Die Opposition, namentlich die MSZP, fordert, dass man gemeinsam mit dem Referendum zur Flüchtlingsaufnahme, das man ablehnt, zwei weitere, von ihr initiierte Abstimmungen abhalten sollte. Eine über die "räuberische Privatisierung staatlichen Grundes" sowie eine weitere, die eine Grenze von rund 6.000 EUR Einkommen für öffentliche Amtsträger fordert. Auf diese Weise könnten die Wähler erkennen, wo die wahren Probleme im Lande liegen.

Die linksliberalen Parteien Demokratische Koalition und "Gemeinsam" sehen in dem Referendum einen manipulativen Versuch, die Ungarn aus der EU zu drängen. Praktisch sei die Abstimmung über die Quote eine Abstimmung über den Verbleib in der EU. Orbán wolle sich auf diese Weise ein Mandat zum Verlassen der Gemeinschaft erteilen lassen.
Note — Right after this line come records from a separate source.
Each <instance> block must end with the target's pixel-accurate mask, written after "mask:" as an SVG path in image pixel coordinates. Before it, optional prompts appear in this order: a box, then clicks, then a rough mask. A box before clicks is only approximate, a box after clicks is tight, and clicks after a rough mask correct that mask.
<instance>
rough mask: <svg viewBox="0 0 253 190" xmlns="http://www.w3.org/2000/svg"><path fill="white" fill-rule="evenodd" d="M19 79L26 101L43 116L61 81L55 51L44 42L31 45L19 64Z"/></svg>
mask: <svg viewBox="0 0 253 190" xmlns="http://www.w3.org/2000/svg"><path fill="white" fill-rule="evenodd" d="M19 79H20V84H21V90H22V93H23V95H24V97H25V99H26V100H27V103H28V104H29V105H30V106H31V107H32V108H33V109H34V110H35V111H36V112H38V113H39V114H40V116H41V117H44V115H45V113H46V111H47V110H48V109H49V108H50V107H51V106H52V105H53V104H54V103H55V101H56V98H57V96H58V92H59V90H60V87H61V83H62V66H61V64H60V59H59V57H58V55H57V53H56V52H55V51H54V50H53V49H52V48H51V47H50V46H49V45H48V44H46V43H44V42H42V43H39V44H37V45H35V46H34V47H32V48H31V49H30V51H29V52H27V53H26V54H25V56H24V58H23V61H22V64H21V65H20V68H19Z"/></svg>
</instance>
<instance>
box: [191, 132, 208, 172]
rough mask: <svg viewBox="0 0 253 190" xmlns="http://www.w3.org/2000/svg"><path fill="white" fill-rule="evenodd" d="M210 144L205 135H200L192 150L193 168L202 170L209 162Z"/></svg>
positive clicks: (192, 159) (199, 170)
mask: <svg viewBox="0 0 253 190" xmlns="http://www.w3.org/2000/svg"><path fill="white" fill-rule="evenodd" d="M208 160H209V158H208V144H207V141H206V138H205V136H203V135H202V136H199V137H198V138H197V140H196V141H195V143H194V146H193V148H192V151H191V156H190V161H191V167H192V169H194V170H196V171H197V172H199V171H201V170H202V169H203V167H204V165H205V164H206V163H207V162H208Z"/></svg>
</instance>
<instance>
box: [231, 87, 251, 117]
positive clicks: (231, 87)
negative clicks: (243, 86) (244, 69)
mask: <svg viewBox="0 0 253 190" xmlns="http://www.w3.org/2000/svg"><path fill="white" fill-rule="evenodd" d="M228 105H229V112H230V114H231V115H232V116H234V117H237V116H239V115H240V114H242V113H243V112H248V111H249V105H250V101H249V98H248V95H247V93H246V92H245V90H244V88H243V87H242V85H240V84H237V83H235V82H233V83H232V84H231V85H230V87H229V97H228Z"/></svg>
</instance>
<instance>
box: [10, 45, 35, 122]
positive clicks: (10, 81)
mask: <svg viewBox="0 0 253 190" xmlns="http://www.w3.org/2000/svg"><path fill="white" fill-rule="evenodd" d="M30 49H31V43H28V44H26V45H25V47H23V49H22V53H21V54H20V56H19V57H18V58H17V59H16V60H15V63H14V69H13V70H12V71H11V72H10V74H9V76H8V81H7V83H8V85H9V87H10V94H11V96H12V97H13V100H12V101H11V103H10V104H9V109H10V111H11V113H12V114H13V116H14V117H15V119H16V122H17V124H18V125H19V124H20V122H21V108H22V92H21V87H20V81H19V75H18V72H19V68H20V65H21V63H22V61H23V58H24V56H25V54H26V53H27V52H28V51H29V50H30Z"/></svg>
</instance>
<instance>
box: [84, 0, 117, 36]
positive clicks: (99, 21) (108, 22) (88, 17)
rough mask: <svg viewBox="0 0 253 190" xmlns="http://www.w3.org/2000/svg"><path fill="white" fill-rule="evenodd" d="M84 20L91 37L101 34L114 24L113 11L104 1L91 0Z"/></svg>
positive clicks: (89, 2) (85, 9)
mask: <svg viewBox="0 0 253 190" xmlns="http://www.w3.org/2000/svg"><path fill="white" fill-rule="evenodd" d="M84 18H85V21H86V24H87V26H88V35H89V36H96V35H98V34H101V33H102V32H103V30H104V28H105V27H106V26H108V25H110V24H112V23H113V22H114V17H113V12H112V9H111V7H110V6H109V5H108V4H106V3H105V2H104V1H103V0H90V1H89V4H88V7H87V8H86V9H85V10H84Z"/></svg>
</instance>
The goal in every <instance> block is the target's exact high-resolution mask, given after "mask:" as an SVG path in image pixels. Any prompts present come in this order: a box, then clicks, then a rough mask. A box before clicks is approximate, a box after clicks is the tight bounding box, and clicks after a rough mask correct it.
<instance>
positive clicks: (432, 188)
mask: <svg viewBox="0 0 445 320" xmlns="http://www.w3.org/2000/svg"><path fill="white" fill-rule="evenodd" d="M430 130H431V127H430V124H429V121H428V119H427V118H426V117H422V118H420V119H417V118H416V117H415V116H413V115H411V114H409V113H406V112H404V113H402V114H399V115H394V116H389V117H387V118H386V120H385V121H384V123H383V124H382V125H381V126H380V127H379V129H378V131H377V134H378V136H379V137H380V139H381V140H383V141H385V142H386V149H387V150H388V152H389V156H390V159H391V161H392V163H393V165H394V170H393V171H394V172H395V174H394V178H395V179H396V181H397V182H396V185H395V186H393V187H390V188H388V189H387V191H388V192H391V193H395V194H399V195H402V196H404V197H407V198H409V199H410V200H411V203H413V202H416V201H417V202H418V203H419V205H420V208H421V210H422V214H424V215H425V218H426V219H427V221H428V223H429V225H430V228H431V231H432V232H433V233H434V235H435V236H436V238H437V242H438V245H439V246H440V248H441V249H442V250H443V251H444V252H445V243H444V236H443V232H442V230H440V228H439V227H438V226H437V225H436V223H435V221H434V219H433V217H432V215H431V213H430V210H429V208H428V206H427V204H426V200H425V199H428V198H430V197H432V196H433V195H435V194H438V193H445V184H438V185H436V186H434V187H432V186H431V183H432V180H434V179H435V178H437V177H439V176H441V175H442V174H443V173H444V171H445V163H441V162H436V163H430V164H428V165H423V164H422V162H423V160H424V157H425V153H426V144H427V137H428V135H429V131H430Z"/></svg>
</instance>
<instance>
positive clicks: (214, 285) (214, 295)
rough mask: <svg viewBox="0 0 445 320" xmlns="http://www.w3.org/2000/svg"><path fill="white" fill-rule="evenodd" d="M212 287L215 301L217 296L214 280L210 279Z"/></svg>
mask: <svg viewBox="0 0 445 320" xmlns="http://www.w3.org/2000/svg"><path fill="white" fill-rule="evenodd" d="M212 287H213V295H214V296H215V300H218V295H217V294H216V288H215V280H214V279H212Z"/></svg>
Die neonazistische Jobbik sieht Orbán mit dem Referendum hingegen nur auf halbem Wege. Eigentlich bräuchte es eine Verfassungsänderung, die klarstellt, dass nur Ungarn und seine gewählten Vertreter das Recht hätten, festzulegen, wer ins Land dürfe und wer nicht.

Fidesz-Politiker bezeichneten die Abstimmung als eine "der wichtigsten Angelegenheiten der ungarischen Geschichte" und warnten die Opposition davor, beim Verfassungsgericht dagegen vorzugehen, um Zeit zu gewinnen, da Brüssel versuche Fakten zu schaffen.

 

Am gleichen Tage, Dienstag, strichen die Regierungsabgeordneten den im Lande anwesenden Flüchtlingen (die meisten der unter erbärmlichen Umständen Internierten werden auf die eine oder andere Art Richtung Westen komplimentiert) weitere Rechte und Zuschüsse, wobei ausdrücklich formuliert wurde, dass diese und jene Zuwendungen künftig "nur Ungarn zustehen". Der Aufenthalt in den Lagern wurde auf einen Monat beschränkt, eine "absehbare Abschiebung" macht nun einen unbegrenzten Gefängnisaufenthalt möglich. Ungarn bricht damit - wie schon mehrfach zuvor - wiederum europäisches und internationales Recht und enthält den Schutzsuchenden fundamentale Grundrechte vor. Gleichzeitig wird es mehreren Ministerien hinfort erlaubt, Aufenthaltsbewilligungen "aus wirtschaftlichen Interessen" zu erteilen.

red.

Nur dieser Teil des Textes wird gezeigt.